Oregon Secretary of State visits PA to explain vote-by-mail

Steve Biddle // Published June 6, 2008 in Penn State Public Broadcasting Website
Bill Bradbury, Oregon's Secretary of State, was in Harrisburg last week to discuss his state's vote-by-mail system with Pennsylvania lawmakers.

In Oregon, residents get voter pamphlets in the mail, and return the completed ballot by mail or by placding it in a supervised drop box. The boxes are placed at libraries and other civic buildings. When the ballots are returned to the county elections office, every signature is checked before the vote is counted.

Bradbury claims, "We will have the cleanest, the most accurate voter registration rolls in the country in about another two years, because there's this constant cleansing, because of the returned ballots, that lead to inactive voter status."

The idea was generally well-received by the Pennsylvania legislators, although Democrat Robert Freeman of Northhampton County was worried about tradition "The one concern I have is the end of that civic ritual, going to a polling place, making a conscious effort to be there in line with your neighbors, casating your vote in a democratic style," Freeman said.
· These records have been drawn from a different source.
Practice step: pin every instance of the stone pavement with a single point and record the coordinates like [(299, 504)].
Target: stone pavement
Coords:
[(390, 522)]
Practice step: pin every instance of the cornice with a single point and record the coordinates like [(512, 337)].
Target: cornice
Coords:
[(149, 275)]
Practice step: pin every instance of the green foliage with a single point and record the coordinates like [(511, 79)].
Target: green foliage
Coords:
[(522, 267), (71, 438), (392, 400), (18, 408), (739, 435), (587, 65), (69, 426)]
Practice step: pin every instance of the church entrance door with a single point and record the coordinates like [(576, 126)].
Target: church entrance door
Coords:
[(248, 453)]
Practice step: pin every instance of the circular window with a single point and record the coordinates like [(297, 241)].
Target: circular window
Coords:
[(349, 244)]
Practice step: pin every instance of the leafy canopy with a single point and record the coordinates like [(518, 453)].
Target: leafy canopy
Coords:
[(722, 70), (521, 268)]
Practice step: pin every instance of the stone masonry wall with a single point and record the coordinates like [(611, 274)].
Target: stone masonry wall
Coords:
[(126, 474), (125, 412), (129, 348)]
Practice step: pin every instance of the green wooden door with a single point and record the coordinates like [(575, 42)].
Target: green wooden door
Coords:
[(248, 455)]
And Secretary of the Commonwealth Pedro Cortes says giving more residents the option to vote early would require clearing several obstacles. "The review that the department has conducted so far, to expand voting by mail, would likely require, for sure changes to the Pennsylvania election code, possibly also an amendment to the constitution," he said.

State Government Committee Chair Babette Josephs, a Philadelphia Democrat, says she has a vision of a secure voting process with fewer barriers. Josephs says allowing residents to use an absentee ballot to vote early, might be one way to increase voter participation.

Currently, Pennsylvania allows some voter to mail in ballots, but absentee voters have to provide a valid reson, such as military service or illness.